All of the segments in Holidays are simply titled after the holiday they're set on, but apparently before that decision was made Smith was considering two alternate titles for his Halloween-set segment: Hollow Ian or Camhain. The story was inspired by the Rashida Jones-produced documentary Hot Girls Wanted, which centered on young women getting into the world of porn in the internet age. Halloween centers on young women in the world of internet porn, cam girls being lorded over by an abusive man named Ian (Tusk / Yoga Hosers co-star and Epic Meal Time host Harley Morenstein).

Fed up with the degrading treatment they get from Ian, the three girls (Harley Quinn Smith, Olivia Roush, (SM)Ashley Greene) currently employed by him - if you can call it being employed, since I'm not sure they see much financial benefit from their cam shows - decide to turn the tables on him and force him to put on a cam show of his own. But this cam show isn't of the titillating sort, as the girls get their revenge by making some very horrific things happen to Ian while he's camming.

Smith's Halloween was what drew me to this anthology and it's the segment that I enjoyed the most of the bunch, a simple revenge tale driven forward by a heavy musical score composed by Christopher Drake and featuring some unforgettable moments of implied violence.

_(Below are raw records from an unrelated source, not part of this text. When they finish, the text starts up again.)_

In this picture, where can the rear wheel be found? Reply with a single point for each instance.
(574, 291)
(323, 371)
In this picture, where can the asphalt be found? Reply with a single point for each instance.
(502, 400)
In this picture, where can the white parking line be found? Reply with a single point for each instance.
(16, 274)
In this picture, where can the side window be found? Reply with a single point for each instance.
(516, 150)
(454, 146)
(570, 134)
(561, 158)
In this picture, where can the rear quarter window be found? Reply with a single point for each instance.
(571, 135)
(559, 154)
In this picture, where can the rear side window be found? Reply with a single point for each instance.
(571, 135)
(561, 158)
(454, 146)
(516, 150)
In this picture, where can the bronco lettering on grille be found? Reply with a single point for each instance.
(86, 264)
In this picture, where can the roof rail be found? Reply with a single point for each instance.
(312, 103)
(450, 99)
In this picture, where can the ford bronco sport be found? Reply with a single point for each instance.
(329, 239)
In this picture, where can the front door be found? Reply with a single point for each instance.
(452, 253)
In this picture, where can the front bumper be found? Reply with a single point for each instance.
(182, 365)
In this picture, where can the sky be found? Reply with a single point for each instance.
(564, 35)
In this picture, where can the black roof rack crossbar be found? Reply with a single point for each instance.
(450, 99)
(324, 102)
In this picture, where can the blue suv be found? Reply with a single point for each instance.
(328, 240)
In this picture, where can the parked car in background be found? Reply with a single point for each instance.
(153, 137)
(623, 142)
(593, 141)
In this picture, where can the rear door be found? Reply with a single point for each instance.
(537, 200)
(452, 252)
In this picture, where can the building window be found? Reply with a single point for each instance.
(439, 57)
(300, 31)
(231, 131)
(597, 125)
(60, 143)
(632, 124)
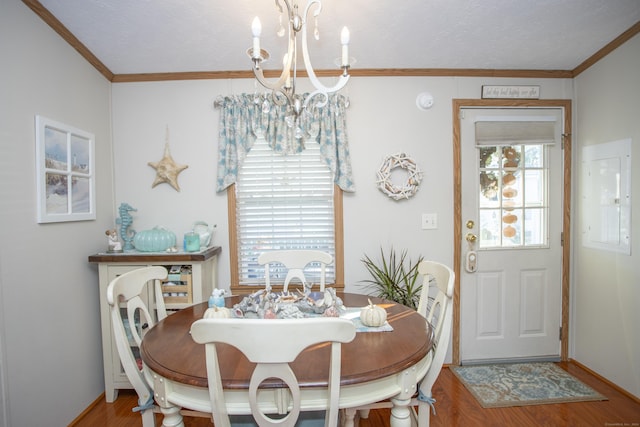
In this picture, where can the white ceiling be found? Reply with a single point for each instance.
(157, 36)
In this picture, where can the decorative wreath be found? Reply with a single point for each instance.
(406, 190)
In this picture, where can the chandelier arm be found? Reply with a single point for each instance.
(320, 88)
(279, 86)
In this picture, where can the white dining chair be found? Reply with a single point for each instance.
(126, 292)
(438, 310)
(272, 345)
(295, 261)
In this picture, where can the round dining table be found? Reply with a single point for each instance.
(375, 366)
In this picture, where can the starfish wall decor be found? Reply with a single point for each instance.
(167, 169)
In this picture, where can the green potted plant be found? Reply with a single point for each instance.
(394, 278)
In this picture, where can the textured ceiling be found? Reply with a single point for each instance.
(159, 36)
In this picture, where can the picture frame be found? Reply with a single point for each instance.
(510, 92)
(65, 169)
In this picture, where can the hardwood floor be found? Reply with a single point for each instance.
(455, 407)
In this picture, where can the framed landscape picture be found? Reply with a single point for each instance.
(65, 172)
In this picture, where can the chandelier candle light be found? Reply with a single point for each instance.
(284, 89)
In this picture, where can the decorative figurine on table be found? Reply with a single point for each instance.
(125, 222)
(113, 244)
(217, 298)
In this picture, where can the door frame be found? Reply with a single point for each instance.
(458, 104)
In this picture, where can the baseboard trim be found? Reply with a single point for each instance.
(604, 380)
(79, 418)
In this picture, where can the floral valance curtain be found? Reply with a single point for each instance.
(245, 117)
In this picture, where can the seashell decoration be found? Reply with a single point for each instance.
(264, 304)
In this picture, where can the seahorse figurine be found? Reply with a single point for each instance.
(125, 222)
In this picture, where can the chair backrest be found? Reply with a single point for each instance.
(438, 311)
(267, 343)
(125, 292)
(295, 261)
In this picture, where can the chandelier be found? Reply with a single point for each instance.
(284, 88)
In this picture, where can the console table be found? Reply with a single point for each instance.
(195, 278)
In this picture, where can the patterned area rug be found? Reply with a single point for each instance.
(520, 384)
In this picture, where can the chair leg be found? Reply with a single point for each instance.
(148, 418)
(364, 413)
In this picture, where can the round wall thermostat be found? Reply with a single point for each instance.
(424, 101)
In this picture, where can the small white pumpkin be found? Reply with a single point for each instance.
(217, 312)
(373, 315)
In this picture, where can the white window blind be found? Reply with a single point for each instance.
(534, 130)
(283, 202)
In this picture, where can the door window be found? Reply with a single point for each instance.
(513, 202)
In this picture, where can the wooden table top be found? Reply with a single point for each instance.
(169, 350)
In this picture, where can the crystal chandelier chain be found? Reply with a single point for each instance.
(284, 88)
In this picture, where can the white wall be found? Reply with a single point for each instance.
(382, 120)
(49, 310)
(607, 285)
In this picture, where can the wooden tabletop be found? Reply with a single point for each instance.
(168, 350)
(155, 257)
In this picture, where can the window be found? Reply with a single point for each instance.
(65, 167)
(513, 196)
(283, 202)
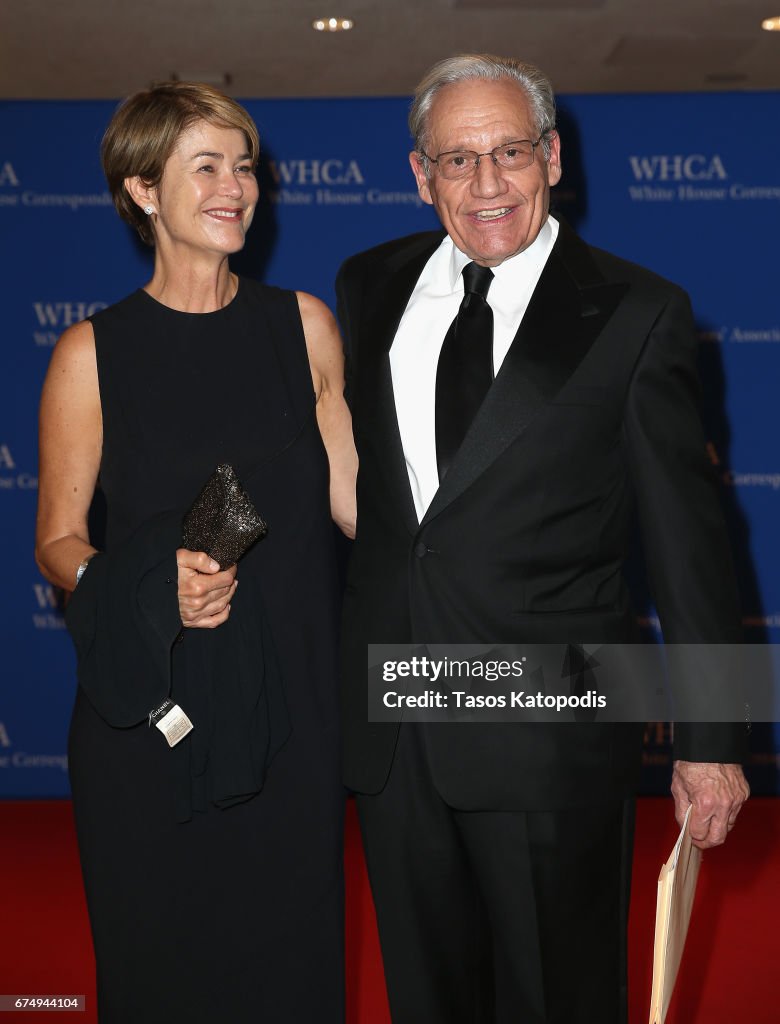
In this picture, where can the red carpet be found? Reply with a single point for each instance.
(729, 976)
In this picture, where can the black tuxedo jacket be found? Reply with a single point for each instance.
(593, 414)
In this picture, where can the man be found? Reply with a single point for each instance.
(499, 511)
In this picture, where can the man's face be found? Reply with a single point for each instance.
(493, 213)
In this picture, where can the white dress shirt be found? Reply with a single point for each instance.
(415, 353)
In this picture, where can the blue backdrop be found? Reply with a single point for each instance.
(686, 184)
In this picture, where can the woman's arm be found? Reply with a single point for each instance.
(327, 361)
(71, 445)
(71, 441)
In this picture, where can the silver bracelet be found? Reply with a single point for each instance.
(82, 566)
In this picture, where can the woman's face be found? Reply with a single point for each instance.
(208, 193)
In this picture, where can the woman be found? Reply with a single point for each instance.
(212, 867)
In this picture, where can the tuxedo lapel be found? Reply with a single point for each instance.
(385, 306)
(568, 309)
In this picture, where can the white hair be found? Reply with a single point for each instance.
(485, 67)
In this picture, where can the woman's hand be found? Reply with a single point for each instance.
(205, 592)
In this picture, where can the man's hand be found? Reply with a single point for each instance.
(205, 592)
(717, 793)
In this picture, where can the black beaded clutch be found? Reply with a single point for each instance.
(222, 520)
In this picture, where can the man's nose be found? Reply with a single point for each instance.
(487, 178)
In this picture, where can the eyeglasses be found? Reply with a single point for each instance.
(463, 163)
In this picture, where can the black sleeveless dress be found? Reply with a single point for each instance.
(234, 914)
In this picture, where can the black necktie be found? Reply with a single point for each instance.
(466, 366)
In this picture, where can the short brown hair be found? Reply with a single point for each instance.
(143, 133)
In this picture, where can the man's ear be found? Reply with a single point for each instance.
(554, 163)
(423, 184)
(141, 194)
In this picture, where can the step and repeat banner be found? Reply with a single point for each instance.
(688, 185)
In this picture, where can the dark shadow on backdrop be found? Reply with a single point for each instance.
(253, 260)
(569, 199)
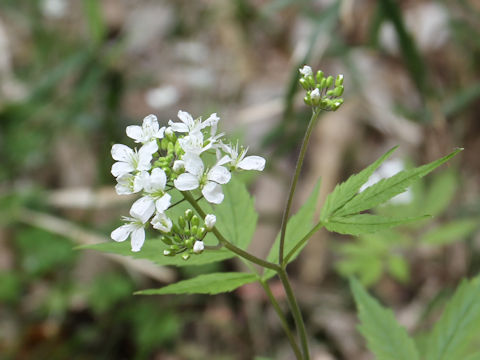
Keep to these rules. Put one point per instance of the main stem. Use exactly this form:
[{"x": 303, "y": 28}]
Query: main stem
[
  {"x": 284, "y": 322},
  {"x": 293, "y": 185},
  {"x": 297, "y": 315},
  {"x": 225, "y": 242}
]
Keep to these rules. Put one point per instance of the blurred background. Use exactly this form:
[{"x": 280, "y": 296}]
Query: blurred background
[{"x": 74, "y": 74}]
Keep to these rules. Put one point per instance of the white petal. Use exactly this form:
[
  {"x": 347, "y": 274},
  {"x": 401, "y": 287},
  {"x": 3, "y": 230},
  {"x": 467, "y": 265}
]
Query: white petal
[
  {"x": 186, "y": 181},
  {"x": 135, "y": 132},
  {"x": 219, "y": 174},
  {"x": 252, "y": 163},
  {"x": 150, "y": 122},
  {"x": 163, "y": 203},
  {"x": 121, "y": 152},
  {"x": 121, "y": 233},
  {"x": 158, "y": 179},
  {"x": 143, "y": 209},
  {"x": 213, "y": 193},
  {"x": 138, "y": 238},
  {"x": 162, "y": 222},
  {"x": 193, "y": 164},
  {"x": 198, "y": 247},
  {"x": 186, "y": 118},
  {"x": 121, "y": 168},
  {"x": 178, "y": 127}
]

From Halloween we leap frog over Thanksgiving and go directly to Christmas, a segment from Scott Stewart (Legion, Priest, Dark Skies). We've had down-to-earth threats and supernatural threats so far, and Christmas is the first one to present a science fiction type of horror. Real life couple Seth Green and Clare Grant star as Pete and Sara, a married couple whose lives are greatly complicated by uVu, the virtual reality system Pete obtains for their son's present.

Pete allowed a man to die so he could get his hands on a store's last uVu, so you know right up front that these characters aren't the most morally pure, and that continues to be confirmed throughout the rest of the segment.

I enjoyed Christmas, it moves along quickly with a lively tone and a humorous edge. It sort of feels like it could have been a Tales from the Crypt episode if it was a bit longer.


It all wraps up with New Year's, which Valentine's Day makers Kevin Kolsch and Dennis Widmyer scripted for Adam Egypt Mortimer (Some Kind of Hate) to direct, the only instance in this anthology where a segment wasn't written and directed by the same person/people.

Eli Roth's wife Lorenza Izzo (Aftershock, The Green Inferno) stars as an awkward, lonely young woman who, rather than spend New Year's Eve sitting at home by herself, accepts an online date request from an awkward man who we know to be a serial killer. The date goes about as well as you might expect it to.

New Year's was right up my alley and takes the film out on a high note.

Overall, Holidays is - like any anthology from multiple filmmakers, and most that are just made by one filmmaker -  a movie with its ups and downs, with segments that are appealing, segments that aren't, some that pay off perfectly, and some that don't. There are some shorts in here that I don't really feel the need to watch again, and others that I will be returning to with some frequency.

Compared to other anthologies that have come out in recent years, Holidays had a higher rate of success for me than most and ranks alongside Tales of Halloween as one of my favorites. If you're a fan of this type of movie, you should absolutely check it out.